You have to take a deep breath and calm down. That's what is so good about his site, we WANT to hear different opinions and decide for ourselves. You have to get over the, " their out to get me" mentality and learn from these guys with a lot more experience then we have.


----------



## Cjw (Nov 1, 2012)

I dont feel that people are out to get 
Me. I've been a competitive shooter in NRA and Isu events for 30 years. I've delt with a lot of harsher and tougher things than this . Been shooting slingshots for 45 years off and on and And all I was doing was voicing my thoughts on a product. And if nobody wants to use it makes no difference to me.


----------



## fsa46 (Jul 8, 2012)

Cjw said:


> I don't feel that people are out to get
> Me. I've been a competitive shooter in NRA and Isu events for 30 years. I've delt with a lot of harsher and tougher things than this . Been shooting slingshots for 45 years off and on and And all I was doing was voicing my thoughts on a product. And if nobody wants to use it makes no difference to me.

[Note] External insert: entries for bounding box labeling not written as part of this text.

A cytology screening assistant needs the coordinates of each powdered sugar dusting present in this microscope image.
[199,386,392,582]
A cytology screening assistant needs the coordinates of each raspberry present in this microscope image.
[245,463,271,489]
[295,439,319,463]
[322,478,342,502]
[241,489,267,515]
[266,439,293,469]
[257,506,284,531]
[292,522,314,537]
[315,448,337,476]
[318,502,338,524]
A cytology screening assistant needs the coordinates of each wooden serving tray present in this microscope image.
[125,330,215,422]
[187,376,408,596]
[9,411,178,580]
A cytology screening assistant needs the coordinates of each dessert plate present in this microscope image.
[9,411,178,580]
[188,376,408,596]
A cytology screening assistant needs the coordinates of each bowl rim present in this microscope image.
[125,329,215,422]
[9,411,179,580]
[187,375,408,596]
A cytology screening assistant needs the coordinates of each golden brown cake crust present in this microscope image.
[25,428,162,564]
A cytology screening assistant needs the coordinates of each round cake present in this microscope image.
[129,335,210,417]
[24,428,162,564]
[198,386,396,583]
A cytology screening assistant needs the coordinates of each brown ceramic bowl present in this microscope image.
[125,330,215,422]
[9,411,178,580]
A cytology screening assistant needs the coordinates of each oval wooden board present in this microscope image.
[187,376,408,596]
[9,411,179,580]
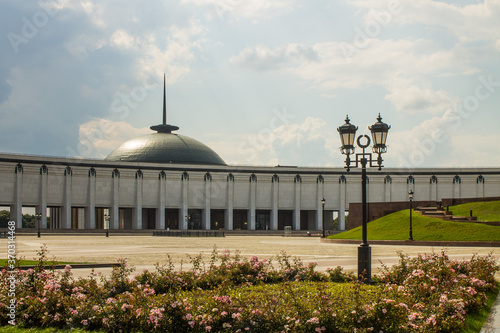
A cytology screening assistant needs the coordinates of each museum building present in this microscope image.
[0,85,500,231]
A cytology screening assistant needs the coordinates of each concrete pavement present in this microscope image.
[0,235,500,333]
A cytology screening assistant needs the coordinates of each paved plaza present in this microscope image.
[4,235,500,276]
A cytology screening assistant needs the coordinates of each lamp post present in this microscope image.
[321,198,326,238]
[337,114,391,283]
[35,213,42,238]
[408,190,414,240]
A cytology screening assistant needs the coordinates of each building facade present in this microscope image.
[0,154,500,231]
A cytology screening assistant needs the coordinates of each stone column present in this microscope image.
[155,170,167,230]
[476,175,485,198]
[37,164,49,229]
[179,171,189,230]
[109,169,120,230]
[85,168,96,230]
[269,174,280,230]
[293,175,302,230]
[247,173,257,230]
[339,175,347,230]
[132,170,143,230]
[384,175,392,202]
[61,166,73,229]
[224,173,234,230]
[201,172,212,230]
[315,175,324,230]
[429,176,438,201]
[453,175,462,199]
[10,163,23,228]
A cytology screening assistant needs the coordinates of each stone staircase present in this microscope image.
[415,206,500,226]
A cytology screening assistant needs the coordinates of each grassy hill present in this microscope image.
[328,208,500,241]
[450,201,500,222]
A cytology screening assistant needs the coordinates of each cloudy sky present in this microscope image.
[0,0,500,167]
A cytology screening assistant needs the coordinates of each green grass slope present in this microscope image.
[328,209,500,242]
[450,201,500,222]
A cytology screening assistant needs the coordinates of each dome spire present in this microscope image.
[163,73,167,125]
[150,73,179,133]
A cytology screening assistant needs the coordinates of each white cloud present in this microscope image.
[231,39,476,113]
[385,85,459,114]
[350,0,500,42]
[182,0,296,20]
[229,44,317,70]
[209,117,342,166]
[74,119,148,158]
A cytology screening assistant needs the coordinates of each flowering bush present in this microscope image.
[0,245,498,333]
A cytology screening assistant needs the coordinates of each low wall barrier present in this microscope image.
[153,230,226,237]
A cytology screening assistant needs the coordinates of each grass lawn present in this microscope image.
[328,209,500,242]
[450,201,500,222]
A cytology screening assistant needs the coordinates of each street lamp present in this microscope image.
[408,190,414,240]
[35,213,42,238]
[337,113,391,282]
[321,198,326,238]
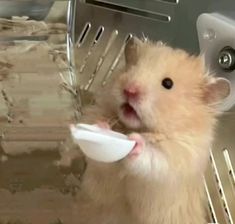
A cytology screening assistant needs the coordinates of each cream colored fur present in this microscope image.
[77,39,229,224]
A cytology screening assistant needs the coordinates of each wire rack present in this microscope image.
[72,0,235,224]
[0,0,235,224]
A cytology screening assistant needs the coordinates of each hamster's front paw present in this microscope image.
[96,121,111,129]
[128,133,145,158]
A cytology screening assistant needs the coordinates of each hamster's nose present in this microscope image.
[123,85,140,100]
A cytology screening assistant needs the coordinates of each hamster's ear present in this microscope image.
[204,78,231,104]
[124,37,143,68]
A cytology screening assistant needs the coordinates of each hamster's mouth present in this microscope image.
[120,102,141,128]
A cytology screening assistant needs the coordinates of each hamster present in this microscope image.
[76,37,230,224]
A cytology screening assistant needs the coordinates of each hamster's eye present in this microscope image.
[162,78,174,89]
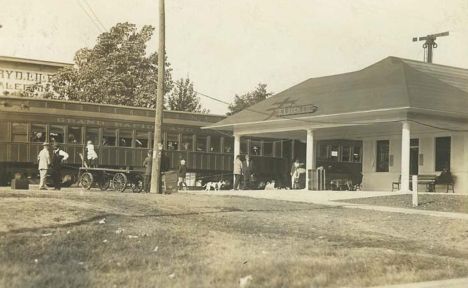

Sorry if I misunderstood you. When you referred to it as a "problem" and "Maybe this isn't a site I want to be a part of " I interpreted it the wrong way. I apologize.


----------



## crapshot (May 3, 2011)

if you want to enhance rubber band speed try henry of panama 107 half loops


----------



## Jakerock (Mar 8, 2012)

fsa46 said:


> You have to take a deep breath and calm down.


Just FYI, saying something like that does not really calm a person down at all.


----------